The letter continued to explain the level of “tourist interest” was set to multiple around Price Harry’s wedding to Meghan Markle, at St George’s Chapel, Windsor Castle, and suggested “there are increased concerns from our residents about their safety”.
James said his organisation had not heard any negative feedback about the homeless from the public: “Not at all... not from any member of the public I’ve ever spoke to,” he told the BBC’s Today programme, adding, “It is just not true.”
James also rejected suggestions from Tory Councillor Jesse Gray on Today that there were “persistent” beggars who “don’t really want help.”
Gray said bags left lying around, “are a security risk”, and that some beggars that refused help “persist and are hostile.... then I don’t see why they can’t (police) use their powers”.
Last year, 1.36 million people visited Windsor Castle and Frogmore House, which adjoins the castle, in Berkshire.
James said there was a valid reason some rough sleepers decline council assistance, citing the quality of the shelter the authority provides.
“If the answer (to being asked about rehousing) is a property in Southall, which is not adequate for anybody to live in. It is rat-infested, there’s bed bugs... then their answer is ‘no, I’d rather stay in a bus shelter’.”
Gray was unable to respond to that criticism saying he did not have “the exact details”, but went on to state what shelters were available in the borough - an emergency night shelter, open 365 days of the year, along with a day shelter.

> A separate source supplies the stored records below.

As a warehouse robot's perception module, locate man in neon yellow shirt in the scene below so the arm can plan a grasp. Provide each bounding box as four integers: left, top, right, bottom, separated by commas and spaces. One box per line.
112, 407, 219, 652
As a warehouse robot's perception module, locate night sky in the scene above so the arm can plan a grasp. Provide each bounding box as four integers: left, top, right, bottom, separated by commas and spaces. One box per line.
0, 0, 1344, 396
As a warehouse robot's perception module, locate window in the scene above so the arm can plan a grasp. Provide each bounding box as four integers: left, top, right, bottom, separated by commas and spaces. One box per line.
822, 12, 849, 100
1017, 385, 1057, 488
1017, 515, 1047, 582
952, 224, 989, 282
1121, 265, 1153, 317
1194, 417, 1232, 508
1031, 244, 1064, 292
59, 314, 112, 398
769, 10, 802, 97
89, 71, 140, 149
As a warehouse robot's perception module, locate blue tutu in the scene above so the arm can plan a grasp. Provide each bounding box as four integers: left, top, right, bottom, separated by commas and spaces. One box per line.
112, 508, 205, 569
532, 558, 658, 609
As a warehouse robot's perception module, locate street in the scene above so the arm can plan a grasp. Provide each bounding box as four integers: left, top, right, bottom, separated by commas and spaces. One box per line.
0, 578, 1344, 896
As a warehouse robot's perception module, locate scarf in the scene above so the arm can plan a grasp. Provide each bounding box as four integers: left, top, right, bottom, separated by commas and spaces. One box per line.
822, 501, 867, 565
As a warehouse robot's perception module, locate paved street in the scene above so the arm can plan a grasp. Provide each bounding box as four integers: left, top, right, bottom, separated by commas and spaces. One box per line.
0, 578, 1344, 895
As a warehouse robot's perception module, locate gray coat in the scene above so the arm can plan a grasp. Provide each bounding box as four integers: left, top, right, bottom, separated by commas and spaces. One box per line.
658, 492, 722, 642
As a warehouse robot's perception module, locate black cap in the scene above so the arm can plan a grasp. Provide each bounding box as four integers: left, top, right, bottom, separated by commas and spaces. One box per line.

Murphy also disputed the effectiveness of these services given people had to pre-registered with the council to use them and then be placed there, “it is not there for anyone who has just found themselves homeless.”
Gray countered that the council also provides transport services to take people “back to their home towns if they want to go there”, before returning to his point about homeless people refusing help.
The problem we have is most people that we have tried to help, accept the help... but there is a hardcore of people that just won’t accept this help, they want to use their sort of professional begging instincts.”
Gray disputed Murphy’s suggestion that the public wasn’t bothered by the homeless and beggars in the area, saying the council has a “list of people who complain, businesses, residents... and it is a problem, otherwise our leader, councillor Dudley, would not be taking things up as seriously as he has.”
But the Brett Foundation, a charity in Maidenhead, has said is “deeply disappointed” by Dudley’s calls.
Shelter’s Director of Communications, Policy and Campaigns, Greg Beales, told HuffPost UK that people sleeping on the street “don’t do so through choice”.
He said: “They are often at their lowest point, struggling with a range of complex problems and needs and they are extremely vulnerable, at risk from cold weather, illness and even violence.
“They desperately need our help, support and advice to move off the streets into safety and, eventually, into a home. Stigmatizing or punishing them is totally counter-productive.”
Thames Valley Police’s (TVP) Windsor branch responded to Dudley’s comments on Twitter, saying that agencies should work together to tackle homelessness.
Police and crime commissioner Anthony Stansfeld said that his office and TVP work closely with the local authority and that these issues were not raised when he attended a council meeting in October.
“I will of course provide Councillor Dudley with a full response addressing his concerns once I have received the letter and investigated the issues he has raised further,” the statement added.
He described supporting the vulnerable, including the homeless, as a “priority”.
A report from Shelter, published in November, identified 307,000 people as being homeless in Britain - 4,447 of whom are sleeping rough.